Rapporti di lavoro

Spese aggiuntive in vista per le Pmi che partono da zero

di Davide Boffi

Sulla implementazione di un sistema di registrazione preciso e oggettivo delle ore lavorate per lavoratore, l’Italia si presenta ai blocchi di partenza in ritardo e un po’ in affanno. Mentre altri Paesi europei sono già intervenuti legislativamente su questo punto, in Italia l’obbligo non esiste ancora, perché l’articolo 5 del Dlgs 66/2003 (di attuazione della direttiva comunitaria 2003/88/Ce) si limita a prescrivere che «il lavoro straordinario deve essere computato a parte e compensato con le maggiorazioni retributive previste dai contratti collettivi di lavoro».

Eppure l’Italia è anche tra gli Stati in cui si lavora di più, come confermano i dati Ocse aggiornati al 2018, da cui si evince che, con 1.723 ore lavorate annuali pro capite, l’Italia è leggermente sotto la media complessiva dei Paesi Ocse (pari a 1.724 ore lavorate annue) ma abbondantemente al di sopra della media dei Paesi europei, in cui si lavora decisamente di meno: da Spagna (1.701 ore annue) a Regno Unito e Francia quasi a pari merito (rispettivamente 1.538 e 1.520 ore annue) sino ad arrivare alla Germania dove si lavorano mediamente 1.363 ore all’anno (ben 360 ore in meno rispetto all’Italia).

In questo contesto, tuttavia, l’introduzione di un sistema che consenta la misurazione precisa della durata dell’orario di lavoro giornaliero svolto da ciascun lavoratore porterà ragionevolmente a un tendenziale abbassamento della media di ore lavorate per anno, mentre sarà molto limitata la possibilità sia di derogare ai limiti di orario giornalieri sia, soprattutto, di evitare il pagamento di ore di lavoro straordinario effettivamente svolte.

I sistemi di misurazione

Sulle modalità concrete di attuazione del sistema di misurazione dell’orario e in particolare sulla forma che dovrà assumere, la sentenza della Corte di giustizia demanda agli Stati membri il compito di individuare le forme più adatte tenendo conto, se del caso, delle specificità proprie di ogni settore di attività interessato e anche delle particolarità delle dimensioni delle imprese.

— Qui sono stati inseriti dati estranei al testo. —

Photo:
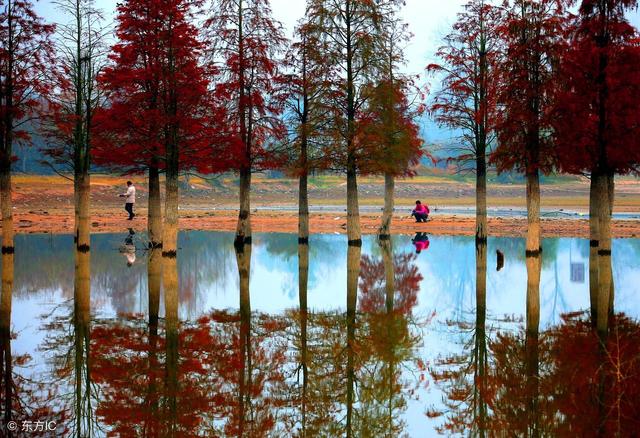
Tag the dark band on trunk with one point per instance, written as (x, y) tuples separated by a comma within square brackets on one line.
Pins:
[(240, 241), (533, 252), (170, 254)]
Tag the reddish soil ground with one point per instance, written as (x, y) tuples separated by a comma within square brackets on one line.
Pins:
[(44, 205)]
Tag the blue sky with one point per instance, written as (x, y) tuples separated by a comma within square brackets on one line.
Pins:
[(428, 20)]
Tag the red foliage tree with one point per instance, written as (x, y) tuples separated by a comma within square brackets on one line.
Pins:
[(248, 41), (307, 111), (597, 119), (26, 57), (158, 117), (467, 99), (532, 34), (354, 30)]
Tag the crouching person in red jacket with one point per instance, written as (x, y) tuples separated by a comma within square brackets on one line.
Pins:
[(421, 212)]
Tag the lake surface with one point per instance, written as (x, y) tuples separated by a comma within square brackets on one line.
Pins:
[(418, 347)]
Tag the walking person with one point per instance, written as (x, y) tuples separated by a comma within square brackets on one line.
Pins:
[(130, 199)]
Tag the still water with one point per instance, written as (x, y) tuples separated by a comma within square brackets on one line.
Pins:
[(324, 340)]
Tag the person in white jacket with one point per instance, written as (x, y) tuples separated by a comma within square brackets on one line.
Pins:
[(130, 199)]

Quest’ultimo punto è molto rilevante: è chiaro che le aziende che principalmente sosterranno i maggiori oneri per implementare il nuovo sistema di misurazione saranno le piccole e medie imprese, visto che le grandi realtà aziendali sono già dotate di sistemi, spesso sofisticati, di rilevazione delle presenze e di specifiche procedure aziendali che prevedono strumenti di registrazione e di conservazione di questi dati, anche nel rispetto della privacy.

Ma non saranno probabilmente solo le imprese di piccole e medie dimensioni ad avere problemi nell’implementazione del nuovo sistema. Infatti, in un mondo del lavoro sempre più orientato a metodologie flessibili o “smart” in cui prevale la smaterializzazione del luogo di lavoro, risulta difficile - se non addirittura anacronistico - pensare a un sistema rigido di misurazione del tempo del lavoro. Vedremo, in questo senso, come il Legislatore nazionale riuscirà a contemperare le esigenze di una prestazione lavorativa sempre più liquida con il nuovo sistema previsto dalla sentenza della Corte di giustizia.